If you thought there were a lot of lessons in the third iteration of the franchise, Top Spin 4 seems to be taking that to a whole new level. The Top Spin Academy is designed to teach you not only the nuances of Top Spin, but of tennis as well. With Baseline Offence, Baseline Defence and Serve & Volley lessons – both beginner and advanced – you too can learn the valuable lessons of positioning, how to tire your opponent out, timing, how to play to your strengths and how to end a rally quickly. Questions that in Top Spin 3 you were left to figure out yourself. Things like stamina, shot types and such all play in to a much more tactical game of tennis, although, that’s nothing really new from a Top Spin perspective, but everything seems slightly more refined than what we were previously used to.
Top Spin 4, like every other Top Spin know to man, will still offer the chance to create your own pro and take to the courts with him or her. Instead of the RPG-esque one-by-one attribute growth system from previous games, players will now only have to choose one of three areas – serve & volley; offensive baseline; and defensive baseline – for their players to improve. This is where the whole strengths and weaknesses aspect comes from, as Dupas by his own admission says, “It’s impossible to build a perfect character.”

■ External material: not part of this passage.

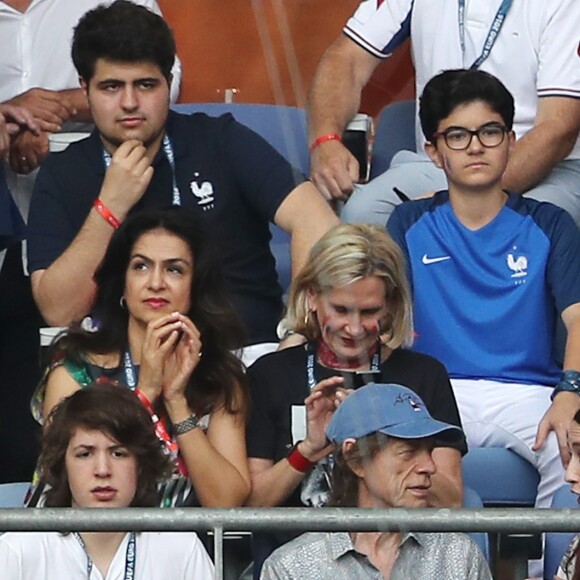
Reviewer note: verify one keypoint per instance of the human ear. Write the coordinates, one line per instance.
(312, 300)
(354, 466)
(511, 141)
(433, 154)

Coaches play a large part in the sequel as well and their strengths can dictate your strengths. Under each coach’s page you’ll find goals and specific objectives to perform, which in turn will offer you rewards that can either improve your attributes or offer you perk-style skills – for instance, “Serve Stick Beserker” will give you increased precision with your powerful advanced serve. If you want to change your play style, then it’s as easy as changing coaches, although changing them will essentially have a positive and negative effect on your character.
Unfortunately, 2K Czech were unwilling to go into much more detail outside of that in terms of new features – I was simply shot down for answers when I asked about the improvements made to the career mode. I can inform you though, that disappointingly, Top Spin 4 won’t offer you that 2 vs. 2 doubles play this year – offering 4 players on 4 separate consoles to play doubles together. It’s 2-on-a-couch versus 2-on-a-couch again. The reason? They weren’t satisfied with the performance of it online which was severely affected by lag. However, in a day where you can play 11-on-11 FIFA online, is that really an acceptable excuse?
Despite 2K Czech’s best efforts to make the game more accessible and approachable, that steep learning curve still seems to exist, even with all the in-game helpers on. It may not be as daunting this time around and the indicators may go some way to breaking down that initial barrier, but Top Spin 4 seems to cater to those that will dedicate themselves to it, rather than those that will just play it on a whim. The “all-new” control scheme that the announcement press release spoke of seems to be nowhere in sight and refinement seems to be the name of the game. Top Spin 4 is shaping up to be a case of more of the same, and for simulation tennis fans looking for a long-term challenge, that’s most certainly a good thing.
Top Spin 4 is scheduled for a March 15th and March 18th release in North America and Europe respectively.